In 1575 Hugh Magennis of Rathfriland petitioned successfully for a grant of his estates from Queen Elizabeth and was knighted in 1576. He remained consistently loyal to Elizabeth and the Iveagh Cruthin were described as her only friends in Ulster. In 1584 his tenure was improved by a grant in capite “of the entire country or territory of Iveagh”. In 1585 his cousin Ever MacRory Magennis was granted the adjacent lordship and manor of Kilwarlin. During the Nine Year’s War (1594-1603), however, the clan chief Art Roe remained neutral, while many of his clan sided with Hugh O’Neill, Earl of Tyrone, one of whose wives was Catherine Magennis. O’Neill inaugurated a new chief in 1595 and the clan divided. Despite this, Charles Blount, the Lord Deputy of Ireland, ravaged Iveagh to the point that its chief Art Roe Magennis submitted to prevent the extermination of his people.

Following the Nine Years’ War and just before the process of colonising Ulster with loyal Protestant subjects, the arrangement of dividing mighty Gaelic lordships into smaller weaker lordships, such as what happened in County Monaghan with the MacMahon’s, occurred with Iveagh. In 1605 the “Commission for the Divison and Bounding of the Lords” was established to replicate the Monaghan arrangement. In February 1607, the commission decided to break up Iveagh, a process that continued until 1610, seeing the creation of fifteen freeholds. The Magennises of Iveagh where granted thirteen of these freeholds, with their chief Art Roe Magennis being granted the largest. The rest however was given to officers in the Crown forces, most of whom had served in the Nine Years’ War under Sir Henry Bagenal and Sir Arhur Chichester. 

The barony of Iveagh was created during the reign of Queen Elizabeth I out of the territory of Uíbh Eachach, and was the largest barony in County Down, reflecting the importance of the Irish district. In the early 17th century it was divided into Iveagh Lower and Iveagh Upper, with the boundary running east to west from the settlements of Dromara and Banbridge. By 1851 these two baronies where further divided into four, which, like the rest of those in Northern Ireland are now obsolete for administrative purposes.

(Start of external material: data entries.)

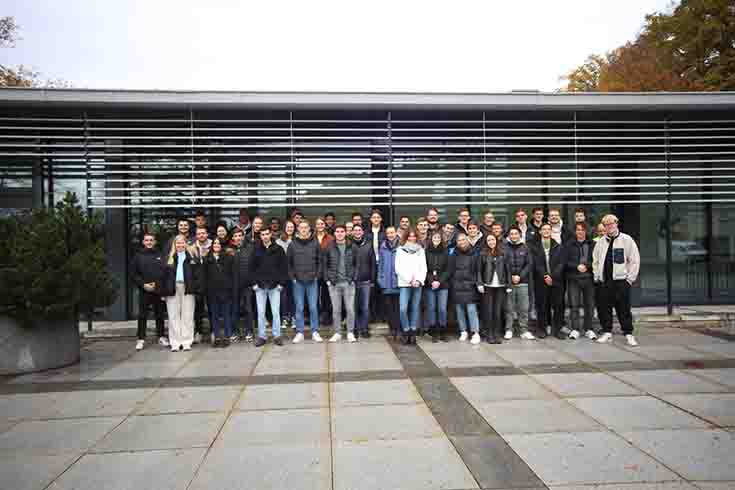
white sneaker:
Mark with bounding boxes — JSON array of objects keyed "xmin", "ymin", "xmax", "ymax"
[
  {"xmin": 193, "ymin": 333, "xmax": 202, "ymax": 344},
  {"xmin": 293, "ymin": 332, "xmax": 304, "ymax": 344},
  {"xmin": 312, "ymin": 332, "xmax": 323, "ymax": 343},
  {"xmin": 504, "ymin": 329, "xmax": 513, "ymax": 340},
  {"xmin": 230, "ymin": 334, "xmax": 240, "ymax": 343},
  {"xmin": 568, "ymin": 330, "xmax": 580, "ymax": 340},
  {"xmin": 347, "ymin": 332, "xmax": 357, "ymax": 343},
  {"xmin": 459, "ymin": 331, "xmax": 469, "ymax": 342},
  {"xmin": 182, "ymin": 344, "xmax": 191, "ymax": 351},
  {"xmin": 158, "ymin": 337, "xmax": 170, "ymax": 347},
  {"xmin": 470, "ymin": 333, "xmax": 481, "ymax": 345},
  {"xmin": 520, "ymin": 331, "xmax": 536, "ymax": 340},
  {"xmin": 597, "ymin": 332, "xmax": 613, "ymax": 343},
  {"xmin": 245, "ymin": 334, "xmax": 253, "ymax": 343},
  {"xmin": 135, "ymin": 340, "xmax": 144, "ymax": 351},
  {"xmin": 625, "ymin": 334, "xmax": 639, "ymax": 347},
  {"xmin": 329, "ymin": 333, "xmax": 342, "ymax": 343},
  {"xmin": 585, "ymin": 330, "xmax": 598, "ymax": 340},
  {"xmin": 210, "ymin": 333, "xmax": 215, "ymax": 344}
]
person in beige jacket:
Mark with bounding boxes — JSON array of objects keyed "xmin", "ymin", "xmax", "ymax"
[{"xmin": 592, "ymin": 214, "xmax": 641, "ymax": 346}]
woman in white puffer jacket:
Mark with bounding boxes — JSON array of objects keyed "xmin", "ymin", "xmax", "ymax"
[{"xmin": 395, "ymin": 229, "xmax": 428, "ymax": 345}]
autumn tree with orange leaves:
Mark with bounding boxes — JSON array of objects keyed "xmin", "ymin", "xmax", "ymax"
[{"xmin": 562, "ymin": 0, "xmax": 735, "ymax": 92}]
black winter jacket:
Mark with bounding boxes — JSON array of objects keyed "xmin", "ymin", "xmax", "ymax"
[
  {"xmin": 129, "ymin": 248, "xmax": 164, "ymax": 290},
  {"xmin": 530, "ymin": 239, "xmax": 565, "ymax": 284},
  {"xmin": 159, "ymin": 250, "xmax": 202, "ymax": 297},
  {"xmin": 252, "ymin": 241, "xmax": 288, "ymax": 289},
  {"xmin": 231, "ymin": 237, "xmax": 257, "ymax": 291},
  {"xmin": 324, "ymin": 241, "xmax": 357, "ymax": 284},
  {"xmin": 425, "ymin": 242, "xmax": 450, "ymax": 289},
  {"xmin": 203, "ymin": 253, "xmax": 235, "ymax": 302},
  {"xmin": 448, "ymin": 246, "xmax": 478, "ymax": 304},
  {"xmin": 352, "ymin": 238, "xmax": 376, "ymax": 284},
  {"xmin": 504, "ymin": 241, "xmax": 532, "ymax": 284},
  {"xmin": 287, "ymin": 236, "xmax": 322, "ymax": 282},
  {"xmin": 477, "ymin": 251, "xmax": 511, "ymax": 287},
  {"xmin": 562, "ymin": 238, "xmax": 594, "ymax": 281}
]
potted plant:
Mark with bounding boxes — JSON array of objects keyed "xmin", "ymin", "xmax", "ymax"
[{"xmin": 0, "ymin": 192, "xmax": 118, "ymax": 375}]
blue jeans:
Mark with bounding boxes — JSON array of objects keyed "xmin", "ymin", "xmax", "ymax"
[
  {"xmin": 355, "ymin": 282, "xmax": 372, "ymax": 333},
  {"xmin": 293, "ymin": 279, "xmax": 319, "ymax": 334},
  {"xmin": 209, "ymin": 300, "xmax": 232, "ymax": 339},
  {"xmin": 256, "ymin": 287, "xmax": 281, "ymax": 339},
  {"xmin": 456, "ymin": 303, "xmax": 480, "ymax": 333},
  {"xmin": 399, "ymin": 287, "xmax": 422, "ymax": 332},
  {"xmin": 424, "ymin": 288, "xmax": 448, "ymax": 328}
]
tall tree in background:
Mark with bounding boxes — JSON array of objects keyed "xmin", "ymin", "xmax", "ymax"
[
  {"xmin": 562, "ymin": 0, "xmax": 735, "ymax": 91},
  {"xmin": 1, "ymin": 15, "xmax": 69, "ymax": 87}
]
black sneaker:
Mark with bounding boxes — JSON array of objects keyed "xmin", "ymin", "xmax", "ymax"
[
  {"xmin": 255, "ymin": 337, "xmax": 267, "ymax": 347},
  {"xmin": 223, "ymin": 338, "xmax": 231, "ymax": 347},
  {"xmin": 362, "ymin": 330, "xmax": 371, "ymax": 339},
  {"xmin": 274, "ymin": 336, "xmax": 283, "ymax": 346}
]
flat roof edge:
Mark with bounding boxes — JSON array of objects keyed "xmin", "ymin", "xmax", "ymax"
[{"xmin": 2, "ymin": 88, "xmax": 735, "ymax": 110}]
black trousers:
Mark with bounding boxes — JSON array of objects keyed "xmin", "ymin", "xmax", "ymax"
[
  {"xmin": 481, "ymin": 287, "xmax": 507, "ymax": 339},
  {"xmin": 236, "ymin": 287, "xmax": 255, "ymax": 336},
  {"xmin": 194, "ymin": 295, "xmax": 208, "ymax": 334},
  {"xmin": 137, "ymin": 288, "xmax": 164, "ymax": 340},
  {"xmin": 567, "ymin": 277, "xmax": 595, "ymax": 333},
  {"xmin": 383, "ymin": 293, "xmax": 400, "ymax": 336},
  {"xmin": 597, "ymin": 280, "xmax": 634, "ymax": 335},
  {"xmin": 535, "ymin": 282, "xmax": 564, "ymax": 335}
]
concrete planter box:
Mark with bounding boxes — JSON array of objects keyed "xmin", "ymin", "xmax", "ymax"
[{"xmin": 0, "ymin": 316, "xmax": 80, "ymax": 375}]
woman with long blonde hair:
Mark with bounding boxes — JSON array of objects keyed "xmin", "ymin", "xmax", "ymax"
[{"xmin": 160, "ymin": 235, "xmax": 202, "ymax": 351}]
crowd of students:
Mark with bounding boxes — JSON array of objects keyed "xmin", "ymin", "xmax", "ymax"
[{"xmin": 129, "ymin": 205, "xmax": 641, "ymax": 352}]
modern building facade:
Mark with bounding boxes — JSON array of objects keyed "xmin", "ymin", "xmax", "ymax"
[{"xmin": 1, "ymin": 88, "xmax": 734, "ymax": 320}]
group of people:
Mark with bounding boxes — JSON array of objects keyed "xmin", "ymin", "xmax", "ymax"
[{"xmin": 130, "ymin": 205, "xmax": 641, "ymax": 352}]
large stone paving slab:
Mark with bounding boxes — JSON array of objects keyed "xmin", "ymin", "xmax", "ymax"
[
  {"xmin": 552, "ymin": 341, "xmax": 651, "ymax": 364},
  {"xmin": 189, "ymin": 442, "xmax": 332, "ymax": 490},
  {"xmin": 689, "ymin": 368, "xmax": 735, "ymax": 388},
  {"xmin": 450, "ymin": 375, "xmax": 554, "ymax": 403},
  {"xmin": 331, "ymin": 379, "xmax": 422, "ymax": 407},
  {"xmin": 568, "ymin": 395, "xmax": 711, "ymax": 431},
  {"xmin": 612, "ymin": 370, "xmax": 728, "ymax": 395},
  {"xmin": 93, "ymin": 362, "xmax": 183, "ymax": 381},
  {"xmin": 0, "ymin": 453, "xmax": 80, "ymax": 490},
  {"xmin": 138, "ymin": 386, "xmax": 242, "ymax": 414},
  {"xmin": 685, "ymin": 343, "xmax": 735, "ymax": 358},
  {"xmin": 621, "ymin": 345, "xmax": 726, "ymax": 361},
  {"xmin": 0, "ymin": 393, "xmax": 61, "ymax": 421},
  {"xmin": 475, "ymin": 399, "xmax": 603, "ymax": 434},
  {"xmin": 238, "ymin": 383, "xmax": 328, "ymax": 411},
  {"xmin": 531, "ymin": 372, "xmax": 643, "ymax": 397},
  {"xmin": 659, "ymin": 393, "xmax": 735, "ymax": 427},
  {"xmin": 332, "ymin": 403, "xmax": 442, "ymax": 442},
  {"xmin": 550, "ymin": 483, "xmax": 699, "ymax": 490},
  {"xmin": 505, "ymin": 431, "xmax": 679, "ymax": 486},
  {"xmin": 50, "ymin": 448, "xmax": 206, "ymax": 490},
  {"xmin": 216, "ymin": 408, "xmax": 330, "ymax": 448},
  {"xmin": 254, "ymin": 355, "xmax": 328, "ymax": 376},
  {"xmin": 333, "ymin": 437, "xmax": 478, "ymax": 490},
  {"xmin": 50, "ymin": 388, "xmax": 155, "ymax": 418},
  {"xmin": 174, "ymin": 360, "xmax": 256, "ymax": 378},
  {"xmin": 92, "ymin": 413, "xmax": 225, "ymax": 452},
  {"xmin": 0, "ymin": 417, "xmax": 123, "ymax": 454},
  {"xmin": 330, "ymin": 352, "xmax": 403, "ymax": 372},
  {"xmin": 621, "ymin": 429, "xmax": 735, "ymax": 481},
  {"xmin": 423, "ymin": 347, "xmax": 510, "ymax": 369},
  {"xmin": 495, "ymin": 348, "xmax": 579, "ymax": 366}
]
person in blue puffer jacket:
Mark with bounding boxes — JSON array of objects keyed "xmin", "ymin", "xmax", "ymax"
[{"xmin": 377, "ymin": 226, "xmax": 401, "ymax": 340}]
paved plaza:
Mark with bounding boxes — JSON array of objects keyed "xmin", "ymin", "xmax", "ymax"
[{"xmin": 1, "ymin": 325, "xmax": 734, "ymax": 490}]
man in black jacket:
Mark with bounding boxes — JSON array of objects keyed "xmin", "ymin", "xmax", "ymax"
[
  {"xmin": 563, "ymin": 222, "xmax": 597, "ymax": 340},
  {"xmin": 252, "ymin": 228, "xmax": 288, "ymax": 347},
  {"xmin": 324, "ymin": 225, "xmax": 358, "ymax": 342},
  {"xmin": 130, "ymin": 232, "xmax": 166, "ymax": 350},
  {"xmin": 287, "ymin": 221, "xmax": 323, "ymax": 343},
  {"xmin": 531, "ymin": 223, "xmax": 565, "ymax": 339},
  {"xmin": 504, "ymin": 227, "xmax": 537, "ymax": 340},
  {"xmin": 351, "ymin": 224, "xmax": 376, "ymax": 338},
  {"xmin": 231, "ymin": 228, "xmax": 256, "ymax": 342}
]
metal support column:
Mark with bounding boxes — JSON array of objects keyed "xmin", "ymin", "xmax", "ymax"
[{"xmin": 664, "ymin": 117, "xmax": 673, "ymax": 315}]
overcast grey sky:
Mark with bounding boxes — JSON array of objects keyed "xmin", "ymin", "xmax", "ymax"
[{"xmin": 2, "ymin": 0, "xmax": 673, "ymax": 93}]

The name Iveagh has been used as titles in the Peerage of Ireland and Peerage of the United Kingdom,  specifically in regards to the Magennis and Guinness family:

  • Viscount Magennis of Iveagh (1623–93)
  • Baron Iveagh (created 1885)
  • Viscount Iveagh (created 1905)
  • Earl of Iveagh (created 1919)
  • Lindy Guinness, Marchioness of Dufferin and Ava.
  • Kenneth Wiggins Maginnis, Baron Maginnis of Drumglass (created 2001).
  • Lord Ballyedmund (Edward Haughey)

In 1929 the Northern Ireland Parliamentary constituency of Iveagh was created, comprising the northern part of county down south-west of Belfast. Almost as if keeping with tradition, a descendant of the Mac Aonghusa, Brian Maginess, represented this constituency from 1938 until 1964. It was abolished in 1972 along with the Northern Ireland Parliament. And, of course , we have Alban  Maginness MLA, former Lord Mayor of Belfast and James Martin Pacelli McGuinness, Deputy First Minister of Northern Ireland, whom I reminded on the floor of the Northern Ireland Assembly that he was of ancient British Royal blood. He found this ” an interesting analysis”. The Dalaradia organisation recently visited the Magennis Coronation Stone on the Bridal Loanen at Warrenpoint as part of our trail of all such sites.